This Easter is different. This Easter, he’s ready.
Just over two years old, sturdy on his feet, curious about absolutely everything — my grandson has officially crossed the threshold into the age of magic. The age where a garden full of hidden chocolate eggs is basically the greatest thing that has ever happened in all of human history. I’ve been quietly looking forward to this for weeks.
But before we do the eggs, we need to talk about where they come from. And I’m sorry, but it’s not a bunny.
In Belgium -and across much of Catholic Europe- we grew up with a completely different story. One I think is far more beautiful, and honestly, a little more mysterious. On the Thursday before Easter, all the church bells go silent. They stop ringing, and according to the story, they fly away. All the way to Rome, to visit the Pope and get his blessing. Then, on Easter Sunday morning, they come back. Flying home over the fields and the rooftops and the gardens, dropping chocolate eggs for the children below. I mean. Come on. That’s a gorgeous story!
As kids, we drew them. Church bells with little wings, soaring across crayon skies, eggs tumbling out below them. Every classroom looked the same in the week before Easter : a gallery of flying bells in every color imaginable. It was just what you did. Back then, you also felt the silence when they left, because bells were everywhere, marking the hours, part of the daily soundtrack of life. Their absence was almost physical. But today? Bells don’t ring the way they used to. Most kids barely notice them at all. So the story has to be kept alive deliberately. Passed on by people who still think it matters. I think it matters.
I should mention : I’m not religious. Not even a little bit. But culture is a different thing entirely. These stories are part of who we are, shaped by centuries of tradition whether we signed up for it or not. You don’t have to believe in something to want to keep it alive. And this story? This one has wings. Literally
Easter is tomorrow, and I am already keeping a very close eye on the weather forecast. Because in Belgium, Easter Sunday morning means one thing with near-total certainty: rain. Grey skies, wet grass, that particular April drizzle that feels both completely predictable and somehow still surprising every single year. So you wait. You hide the eggs as late as humanly possible, watching the sky, buying yourself every extra minute you can before the chocolate starts melting into the lawn. And then — modern problems, modern solutions : you take photos on your phone of every single hiding spot. Because nothing kills the magic of Easter quite like discovering a forgotten foil-wrapped egg three weeks later, somewhere behind a flower pot, in a state nobody wants to think about.
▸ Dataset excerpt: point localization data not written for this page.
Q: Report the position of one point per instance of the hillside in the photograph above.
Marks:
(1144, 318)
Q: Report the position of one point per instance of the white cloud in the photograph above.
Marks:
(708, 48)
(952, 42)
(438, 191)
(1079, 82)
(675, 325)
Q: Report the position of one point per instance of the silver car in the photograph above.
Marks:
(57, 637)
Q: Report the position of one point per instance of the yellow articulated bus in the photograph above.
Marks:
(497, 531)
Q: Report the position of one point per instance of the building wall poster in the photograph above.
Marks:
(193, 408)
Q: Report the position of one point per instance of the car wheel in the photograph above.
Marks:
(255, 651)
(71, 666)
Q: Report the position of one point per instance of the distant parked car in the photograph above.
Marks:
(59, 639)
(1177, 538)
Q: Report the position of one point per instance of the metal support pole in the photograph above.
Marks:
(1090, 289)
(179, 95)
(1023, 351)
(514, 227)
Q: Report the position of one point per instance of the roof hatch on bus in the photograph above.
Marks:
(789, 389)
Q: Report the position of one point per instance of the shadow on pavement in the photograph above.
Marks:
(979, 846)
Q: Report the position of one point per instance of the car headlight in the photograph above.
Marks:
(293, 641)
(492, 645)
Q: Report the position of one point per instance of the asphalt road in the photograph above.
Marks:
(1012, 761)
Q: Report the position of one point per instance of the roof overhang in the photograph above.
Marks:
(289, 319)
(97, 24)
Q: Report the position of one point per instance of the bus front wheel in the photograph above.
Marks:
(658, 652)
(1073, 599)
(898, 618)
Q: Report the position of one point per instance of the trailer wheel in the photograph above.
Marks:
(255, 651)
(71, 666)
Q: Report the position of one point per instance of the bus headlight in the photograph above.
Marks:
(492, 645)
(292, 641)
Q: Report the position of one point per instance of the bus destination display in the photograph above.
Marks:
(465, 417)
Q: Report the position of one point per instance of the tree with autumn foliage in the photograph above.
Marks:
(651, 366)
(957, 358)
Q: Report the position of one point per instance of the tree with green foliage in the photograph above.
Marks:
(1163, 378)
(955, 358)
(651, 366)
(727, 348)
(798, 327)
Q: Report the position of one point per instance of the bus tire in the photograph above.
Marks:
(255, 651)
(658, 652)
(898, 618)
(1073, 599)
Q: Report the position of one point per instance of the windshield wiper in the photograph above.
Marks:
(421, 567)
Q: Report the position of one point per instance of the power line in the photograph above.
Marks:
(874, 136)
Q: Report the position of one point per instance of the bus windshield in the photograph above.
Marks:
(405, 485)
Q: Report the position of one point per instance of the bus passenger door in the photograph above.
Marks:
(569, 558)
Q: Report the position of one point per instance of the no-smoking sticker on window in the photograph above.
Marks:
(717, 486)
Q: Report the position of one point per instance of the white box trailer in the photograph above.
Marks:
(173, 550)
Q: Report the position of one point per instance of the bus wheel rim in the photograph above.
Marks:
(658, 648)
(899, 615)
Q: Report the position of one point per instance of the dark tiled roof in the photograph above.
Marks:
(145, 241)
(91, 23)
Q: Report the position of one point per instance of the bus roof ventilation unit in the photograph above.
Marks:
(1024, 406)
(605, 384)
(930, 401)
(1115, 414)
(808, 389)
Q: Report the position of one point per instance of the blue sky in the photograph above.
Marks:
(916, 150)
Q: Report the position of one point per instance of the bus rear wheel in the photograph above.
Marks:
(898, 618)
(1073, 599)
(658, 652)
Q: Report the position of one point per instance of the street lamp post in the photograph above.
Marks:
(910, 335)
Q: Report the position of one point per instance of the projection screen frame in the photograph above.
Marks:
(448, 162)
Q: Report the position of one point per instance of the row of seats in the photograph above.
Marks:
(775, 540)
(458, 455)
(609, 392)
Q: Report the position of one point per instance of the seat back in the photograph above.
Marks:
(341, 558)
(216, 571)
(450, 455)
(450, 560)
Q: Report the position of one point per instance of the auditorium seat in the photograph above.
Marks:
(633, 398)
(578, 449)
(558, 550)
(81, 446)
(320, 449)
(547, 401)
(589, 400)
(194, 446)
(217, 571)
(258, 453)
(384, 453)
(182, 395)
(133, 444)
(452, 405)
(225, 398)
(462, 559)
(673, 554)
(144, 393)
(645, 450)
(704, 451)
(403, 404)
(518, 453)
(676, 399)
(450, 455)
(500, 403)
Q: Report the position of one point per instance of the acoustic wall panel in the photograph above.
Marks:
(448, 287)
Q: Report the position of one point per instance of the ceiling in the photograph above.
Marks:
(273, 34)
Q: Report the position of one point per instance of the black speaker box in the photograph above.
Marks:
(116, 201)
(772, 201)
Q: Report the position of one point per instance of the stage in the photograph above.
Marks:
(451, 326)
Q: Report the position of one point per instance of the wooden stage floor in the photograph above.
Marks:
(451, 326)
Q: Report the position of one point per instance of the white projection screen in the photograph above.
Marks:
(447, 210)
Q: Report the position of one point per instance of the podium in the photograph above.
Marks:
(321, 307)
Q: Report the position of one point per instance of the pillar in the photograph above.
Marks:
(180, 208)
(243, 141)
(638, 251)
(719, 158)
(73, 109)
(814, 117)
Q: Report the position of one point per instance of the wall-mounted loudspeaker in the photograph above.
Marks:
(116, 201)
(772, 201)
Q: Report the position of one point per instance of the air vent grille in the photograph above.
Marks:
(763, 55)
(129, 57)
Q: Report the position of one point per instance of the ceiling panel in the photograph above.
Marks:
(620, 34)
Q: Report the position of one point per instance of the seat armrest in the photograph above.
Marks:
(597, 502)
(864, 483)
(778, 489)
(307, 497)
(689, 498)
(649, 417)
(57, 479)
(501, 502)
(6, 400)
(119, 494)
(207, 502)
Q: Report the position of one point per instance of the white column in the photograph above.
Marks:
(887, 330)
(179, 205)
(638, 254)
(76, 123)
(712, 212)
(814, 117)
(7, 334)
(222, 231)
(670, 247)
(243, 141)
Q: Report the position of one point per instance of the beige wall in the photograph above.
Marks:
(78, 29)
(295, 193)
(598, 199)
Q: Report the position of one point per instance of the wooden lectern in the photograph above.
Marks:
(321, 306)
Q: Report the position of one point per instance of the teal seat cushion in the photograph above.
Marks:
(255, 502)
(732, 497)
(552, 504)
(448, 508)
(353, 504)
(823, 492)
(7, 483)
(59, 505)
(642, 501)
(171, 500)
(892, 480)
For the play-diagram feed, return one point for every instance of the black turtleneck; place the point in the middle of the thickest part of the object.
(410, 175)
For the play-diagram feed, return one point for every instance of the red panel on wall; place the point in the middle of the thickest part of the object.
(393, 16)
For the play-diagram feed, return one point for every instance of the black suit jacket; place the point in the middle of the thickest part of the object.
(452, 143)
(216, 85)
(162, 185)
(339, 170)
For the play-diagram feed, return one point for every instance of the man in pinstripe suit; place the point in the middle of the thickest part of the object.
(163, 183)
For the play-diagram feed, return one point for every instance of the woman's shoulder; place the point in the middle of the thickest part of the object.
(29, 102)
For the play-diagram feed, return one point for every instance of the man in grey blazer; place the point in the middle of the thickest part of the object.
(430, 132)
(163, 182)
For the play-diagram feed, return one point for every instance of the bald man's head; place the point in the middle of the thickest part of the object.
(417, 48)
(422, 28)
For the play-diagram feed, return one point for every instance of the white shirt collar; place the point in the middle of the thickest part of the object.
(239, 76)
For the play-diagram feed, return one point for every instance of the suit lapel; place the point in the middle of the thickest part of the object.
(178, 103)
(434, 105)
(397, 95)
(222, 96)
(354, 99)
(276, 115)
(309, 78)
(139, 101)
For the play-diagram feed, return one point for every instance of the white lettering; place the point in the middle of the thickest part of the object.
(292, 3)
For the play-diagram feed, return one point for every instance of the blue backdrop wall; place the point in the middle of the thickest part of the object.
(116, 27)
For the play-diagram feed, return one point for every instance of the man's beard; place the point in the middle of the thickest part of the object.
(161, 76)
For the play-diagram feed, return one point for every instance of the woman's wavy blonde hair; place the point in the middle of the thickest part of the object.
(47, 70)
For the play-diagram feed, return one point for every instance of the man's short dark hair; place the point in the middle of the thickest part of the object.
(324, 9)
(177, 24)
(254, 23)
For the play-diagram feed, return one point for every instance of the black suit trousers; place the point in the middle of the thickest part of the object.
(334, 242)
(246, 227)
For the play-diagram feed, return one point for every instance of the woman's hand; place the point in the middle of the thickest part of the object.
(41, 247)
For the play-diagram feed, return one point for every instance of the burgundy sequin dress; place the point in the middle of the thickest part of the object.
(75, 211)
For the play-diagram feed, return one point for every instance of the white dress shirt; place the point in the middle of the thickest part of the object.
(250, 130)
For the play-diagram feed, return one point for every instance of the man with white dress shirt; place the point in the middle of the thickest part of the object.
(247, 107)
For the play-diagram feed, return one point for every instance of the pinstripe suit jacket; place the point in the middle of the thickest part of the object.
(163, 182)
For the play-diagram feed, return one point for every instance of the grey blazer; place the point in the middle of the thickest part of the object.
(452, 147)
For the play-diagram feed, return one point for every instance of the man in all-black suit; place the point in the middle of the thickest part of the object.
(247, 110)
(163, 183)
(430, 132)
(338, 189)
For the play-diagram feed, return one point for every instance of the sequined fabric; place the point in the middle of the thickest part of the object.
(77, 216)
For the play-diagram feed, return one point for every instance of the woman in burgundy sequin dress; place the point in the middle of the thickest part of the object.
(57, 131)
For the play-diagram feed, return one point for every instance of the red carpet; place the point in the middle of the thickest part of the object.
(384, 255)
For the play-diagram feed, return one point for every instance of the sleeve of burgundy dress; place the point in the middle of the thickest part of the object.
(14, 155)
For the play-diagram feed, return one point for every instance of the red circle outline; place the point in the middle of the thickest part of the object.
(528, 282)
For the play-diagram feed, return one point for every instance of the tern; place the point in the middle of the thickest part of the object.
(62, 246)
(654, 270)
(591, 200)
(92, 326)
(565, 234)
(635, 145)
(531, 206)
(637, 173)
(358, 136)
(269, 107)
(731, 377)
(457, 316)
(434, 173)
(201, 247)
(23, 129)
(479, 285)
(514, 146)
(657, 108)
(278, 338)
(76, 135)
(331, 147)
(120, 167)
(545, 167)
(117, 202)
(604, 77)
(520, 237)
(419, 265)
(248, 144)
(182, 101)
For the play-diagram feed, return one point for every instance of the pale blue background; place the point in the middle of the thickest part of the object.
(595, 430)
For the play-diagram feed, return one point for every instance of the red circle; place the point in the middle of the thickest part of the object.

I can’t wait. Tomorrow morning, slightly damp and one eye on the clouds, I’ll be out there tucking chocolates behind the lavender, under the bench, along the flower bed, phone in hand, photographing every spot like a tiny crime scene. A trail of small shiny treasures waiting for small curious hands.
And then I’ll watch his face when he steps outside. That pause. That tiny intake of breath. That look of pure oh. He’ll find egg after egg, occasionally stopping to try and unwrap one immediately (fair), occasionally looking up at the sky for no reason at all, as if some part of him already knows.
Maybe the bells are still up there somewhere, heading home. I like to think so.